Lasallian Volunteer Steven Patzke and I share our intentional community with other men, women and De La Salle Christian Brothers in Bronx, New York. Patzke is quick to point out that other charisms in the church are pointed in the same direction.

“I was not long at Loyola Chicago when I began hearing about a language shift in the Jesuit value from ‘men and women for others’ to ‘men and women for and with others,’” Patzke says. “It showed the need to meet people where they were rather than where we think they should be.”

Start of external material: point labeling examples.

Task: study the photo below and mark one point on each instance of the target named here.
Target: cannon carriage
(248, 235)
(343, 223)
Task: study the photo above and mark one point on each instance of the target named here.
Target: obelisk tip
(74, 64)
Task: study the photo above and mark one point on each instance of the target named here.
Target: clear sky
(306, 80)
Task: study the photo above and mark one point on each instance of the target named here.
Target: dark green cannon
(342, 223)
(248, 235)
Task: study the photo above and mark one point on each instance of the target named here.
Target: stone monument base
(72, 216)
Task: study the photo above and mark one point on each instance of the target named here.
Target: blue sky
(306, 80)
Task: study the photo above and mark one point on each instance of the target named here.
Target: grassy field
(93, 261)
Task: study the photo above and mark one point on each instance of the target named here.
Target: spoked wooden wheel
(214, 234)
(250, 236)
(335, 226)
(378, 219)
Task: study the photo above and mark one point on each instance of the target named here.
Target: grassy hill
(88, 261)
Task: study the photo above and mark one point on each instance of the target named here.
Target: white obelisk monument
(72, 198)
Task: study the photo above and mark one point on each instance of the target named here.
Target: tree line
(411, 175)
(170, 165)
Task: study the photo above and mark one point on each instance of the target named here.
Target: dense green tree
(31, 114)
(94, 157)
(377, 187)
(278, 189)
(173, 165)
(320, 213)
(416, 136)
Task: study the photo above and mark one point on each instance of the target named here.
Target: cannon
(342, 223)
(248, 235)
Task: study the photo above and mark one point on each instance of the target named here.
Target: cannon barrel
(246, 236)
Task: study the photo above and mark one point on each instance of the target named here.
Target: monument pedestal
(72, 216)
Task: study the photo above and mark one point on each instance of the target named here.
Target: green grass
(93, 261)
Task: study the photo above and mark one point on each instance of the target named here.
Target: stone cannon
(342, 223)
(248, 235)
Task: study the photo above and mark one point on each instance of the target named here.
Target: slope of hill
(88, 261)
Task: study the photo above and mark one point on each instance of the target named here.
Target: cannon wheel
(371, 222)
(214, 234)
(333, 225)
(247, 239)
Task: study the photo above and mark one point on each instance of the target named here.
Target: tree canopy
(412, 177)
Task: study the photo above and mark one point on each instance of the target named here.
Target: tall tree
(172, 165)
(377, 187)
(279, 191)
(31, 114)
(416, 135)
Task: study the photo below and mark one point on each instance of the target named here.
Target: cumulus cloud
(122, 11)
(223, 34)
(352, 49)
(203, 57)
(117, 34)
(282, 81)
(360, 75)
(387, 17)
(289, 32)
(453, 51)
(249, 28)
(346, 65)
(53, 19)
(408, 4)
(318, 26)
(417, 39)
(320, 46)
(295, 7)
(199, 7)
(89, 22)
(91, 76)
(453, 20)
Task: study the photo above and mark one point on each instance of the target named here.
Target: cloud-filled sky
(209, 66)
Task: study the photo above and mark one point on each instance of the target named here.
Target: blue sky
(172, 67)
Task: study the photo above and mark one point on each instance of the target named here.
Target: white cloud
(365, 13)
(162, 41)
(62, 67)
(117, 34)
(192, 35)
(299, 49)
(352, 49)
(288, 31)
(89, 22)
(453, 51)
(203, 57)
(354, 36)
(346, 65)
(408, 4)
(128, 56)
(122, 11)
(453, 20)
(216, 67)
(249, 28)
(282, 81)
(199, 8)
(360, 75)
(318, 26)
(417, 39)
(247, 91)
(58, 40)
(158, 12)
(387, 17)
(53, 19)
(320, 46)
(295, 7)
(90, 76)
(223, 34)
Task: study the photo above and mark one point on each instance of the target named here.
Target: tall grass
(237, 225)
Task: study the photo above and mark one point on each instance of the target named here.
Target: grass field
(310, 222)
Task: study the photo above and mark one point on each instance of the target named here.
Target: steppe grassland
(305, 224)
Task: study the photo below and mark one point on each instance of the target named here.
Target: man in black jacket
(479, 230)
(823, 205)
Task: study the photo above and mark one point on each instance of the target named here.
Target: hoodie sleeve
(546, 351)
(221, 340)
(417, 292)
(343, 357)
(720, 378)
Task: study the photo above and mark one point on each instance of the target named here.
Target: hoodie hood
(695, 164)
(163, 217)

On the Street, Miracles Can Happen

It is never easy to bring about institutional change—especially in the decaying neighborhoods of our cities. With people like Sarah Latinen, small armies like the Lasallian family and similar groups in other traditions, hope emerges. When it does, it usually can be traced to a single, thoughtful, sensitive leader.

The New York Times captured New York City Mayor Bill de Blasio’s effort to reform the police department as “a ‘pioneering’ step in police reform, the city is expected to debut a new neighborhood-based policing model, in which patrol officers would be given about one-third of their day away from radio calls to develop closer relationships with residents of their precincts.”

In his day, my dad was just such an officer, spending more time with those he served than with the data and equipment that came with the job. If he were here today, he would be delighted at this news from the mayor, and I would expect he would see the example of his life carried on to his son even in a different capacity as a De La Salle Christian Brother–ministering always with people and not to people. What a concept!

Brother Ed Phelan, FSC, 75, is Auxiliary Provincial of the De La Salle Christian Brothers for the District of Eastern North America. He has lived in intentional communities in the South Bronx for many years and has worked with families and children in educational and community organizing projects.